Broken Links from Open Site Explorer
-
I am trying to find broken internal links within my site. I found a page that was non-existent but had a bunch of internal links pointing to that page, so I ran an Open Site Explorer report for that URL, but it's limited to 25 URLs.
Is there a way to get a report of all of my internal pages that link to this invalid URL? I tried using the link: search modifier in Google, but that shows no responses.
-
Whew! Big thread.
Sometimes, when you can't find all the broken links to a page, it's easier simply to 301 redirect the page to a destination of your choice. This helps preserve link equity, even for those broken links you can't find on large sites. (and external links, as well)
Not sure if this would help in your situation, but I hope you're getting things sorted out!
-
Jesse,
That's where I started my search, but GWMT wasn't showing this link. I can only presume that because it isn't coming back a 404 (it is showing that "We're Sorry" message instead) that they're considering that message to be content.
Thanks!
-
Lynn, that was a BIG help. I had been running that report, but was restricted to 25 responses. When I saw your suggestion to filter for only internal links, I was able to see all 127.
Big props. Thanks!
-
One more thing to add - GWMT should report all 404 links and their location/referrer.
-
oops! i did not know this. Thanks Irving.
-
Use the word FREE with an asterisk because sreaming frog is now limiting the free version to 500 pages. Xenu is better, even brokenlinkcheck.com lets you spider 3000 pages.
500 pages makes the tool practically worthless for any site of decent size.
-
Indeed if it is not showing a 404, that makes things a bit difficult!

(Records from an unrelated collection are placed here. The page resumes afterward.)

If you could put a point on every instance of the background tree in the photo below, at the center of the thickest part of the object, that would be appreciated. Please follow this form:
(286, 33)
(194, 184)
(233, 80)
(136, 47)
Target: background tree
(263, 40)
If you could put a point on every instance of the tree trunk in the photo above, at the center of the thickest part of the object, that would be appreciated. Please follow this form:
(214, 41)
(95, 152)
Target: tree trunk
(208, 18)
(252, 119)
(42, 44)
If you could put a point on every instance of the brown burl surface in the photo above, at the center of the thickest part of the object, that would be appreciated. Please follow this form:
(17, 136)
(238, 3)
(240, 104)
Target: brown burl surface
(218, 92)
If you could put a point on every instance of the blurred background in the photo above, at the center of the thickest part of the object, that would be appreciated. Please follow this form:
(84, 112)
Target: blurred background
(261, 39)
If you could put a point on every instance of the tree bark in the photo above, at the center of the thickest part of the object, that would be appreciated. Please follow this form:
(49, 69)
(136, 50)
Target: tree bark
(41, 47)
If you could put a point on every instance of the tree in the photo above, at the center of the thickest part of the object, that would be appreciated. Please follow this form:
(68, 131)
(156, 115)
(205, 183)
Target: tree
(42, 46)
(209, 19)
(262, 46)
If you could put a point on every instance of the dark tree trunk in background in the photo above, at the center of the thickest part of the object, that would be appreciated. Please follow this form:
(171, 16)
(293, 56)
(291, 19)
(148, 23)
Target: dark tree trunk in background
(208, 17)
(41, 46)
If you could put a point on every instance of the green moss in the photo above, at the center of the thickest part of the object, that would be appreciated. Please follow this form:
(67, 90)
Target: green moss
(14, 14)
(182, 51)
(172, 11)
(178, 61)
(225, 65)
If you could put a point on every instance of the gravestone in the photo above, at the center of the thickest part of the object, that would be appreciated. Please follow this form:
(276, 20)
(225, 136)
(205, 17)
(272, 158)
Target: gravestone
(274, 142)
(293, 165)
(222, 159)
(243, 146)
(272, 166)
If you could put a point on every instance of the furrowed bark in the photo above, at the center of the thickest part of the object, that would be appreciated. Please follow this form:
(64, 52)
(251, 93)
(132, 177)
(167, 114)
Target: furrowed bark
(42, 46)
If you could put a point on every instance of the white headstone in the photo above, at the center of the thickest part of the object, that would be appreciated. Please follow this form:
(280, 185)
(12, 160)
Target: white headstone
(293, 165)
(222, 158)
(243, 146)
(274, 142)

You could try another way, use OSE!
Use the exact page, filter for only internal links, boom 127 pages that link to it. There might be more, but this should get you going!
-
Jesse:
I appreciate your feedback, but am surprised that the ScreamingFrog report found no 404s. SEOmoz found 15 in Roger's last crawl, but those aren't the ones that I'm currently trying to solve.
The problem page is actually showing up as duplicate content, which is kinda screwy. When visiting the page, our normal 404 error doesn't appear (which our developers are still trying to figure out), but instead, an error message appears:
http://www.gallerydirect.com/about-us/media-birchwood
If this were a normal 404 page, we'd probably be able to find the links faster.
-
I got tired of the confusion and went ahead and proved it. Not sure if this is the site you wanted results for, but I used the site linked in your profile (www.gallerydirect.com)
took me about 90 seconds and I had a full list... no 404s though
anyway here's a screenshot to prove it:
http://gyazo.com/67b5763e30722a334f3970643798ca62.png
so what's the problem? want me to crawl the fbi site next?
-
I understand. Thing is, there is a way and the spider doesn't affect anything. Like I said, I have screaming frog installed on my computer and I could run a report for your website right now and you or your IT department would never know it happened.. I just don't understand the part where the software doesn't work for you but to each their own i suppose.
-
Jesse:
That movie was creepy, but John Goodman was awesome in it.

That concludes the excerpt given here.